08-04-2023, 07:56 PM
(08-04-2023, 06:59 PM)racktree Wrote: [ -> ]August 4th
Today was the last listen of the 3rd month (half loop listen). Going for a 4-week break.
The last 2 months have been challenging. Events took place which were difficult for me to overcome. Other circumstances which were too much to handle. At first when such events and situations were taking place I remember thinking that it was bad they are happening now I am being trained with maverick because they are keeping me busy and focused on negativity and hardships rather than my mind being available to be trained. Long story short, today another event took place which was less severe but similar to an event which happened before I was on maverick. I took this event hard and I had this thought again. "Another hardship while on maverick...", and then it hit me. Such an event, and even a more difficult one did happen before maverick and i didn't take it that seriously. A domino of thoughts came up while reviewing and rethinking all the other challenges I experienced during maverick. I understood that if I was not on maverick , I would take things easier, differently and they wouldn't have this bold impact on me emotionally.
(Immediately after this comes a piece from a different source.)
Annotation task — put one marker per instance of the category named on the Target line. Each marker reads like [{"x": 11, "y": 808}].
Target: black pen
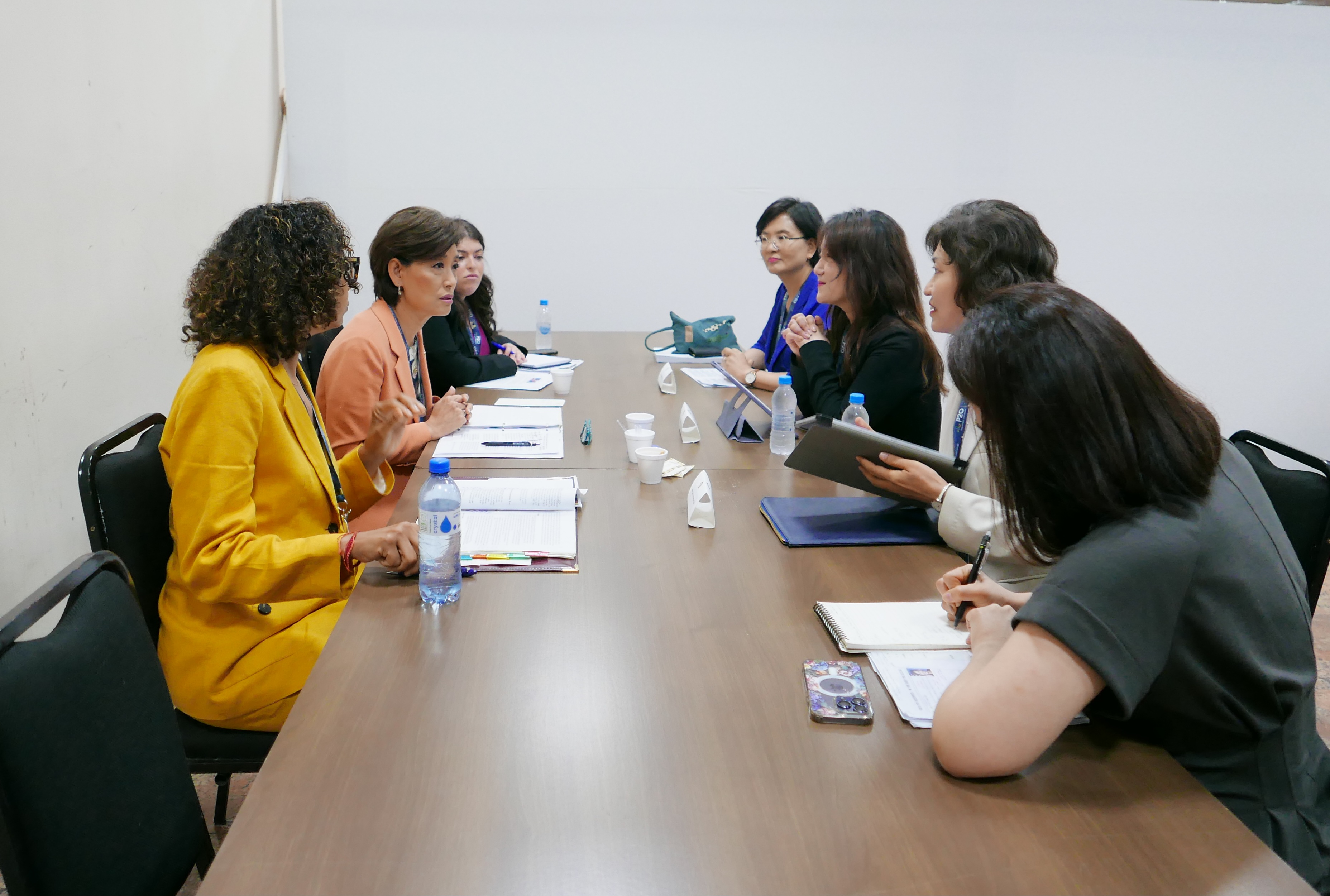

I concluded that maverick seems to be keeping me on my toes on areas of my life which I was dangerously relaxed on and let them running on pure luck. I won't go into a long post with details but I was compromising myself heavily. Compromising my safety, security and financial situation.
I'm here again, beaten up and on a dead end, for a third time in two months. I hope what I am experiencing is in fact what is needed to make a change because deep inside I wish maverick would swing a magic wand and make me the man who would handle all these somehow or else I will be having a very hard rest of 2023 as I am feeling heavily beaten up already. The latter seems more probable...
I am also wondering if anyone else on maverick is having a similar experience.
Trust me, I'm entering the 6th month, and it is stripping me down. In your words, "they are keeping me busy and focused on" how distracted I am and how much I lack a genuine purpose. I thought that I had one; perhaps it's just a burnout from that purpose, but I just don't want it anymore.
In spite of it being the same subliminal, we each follow our own path.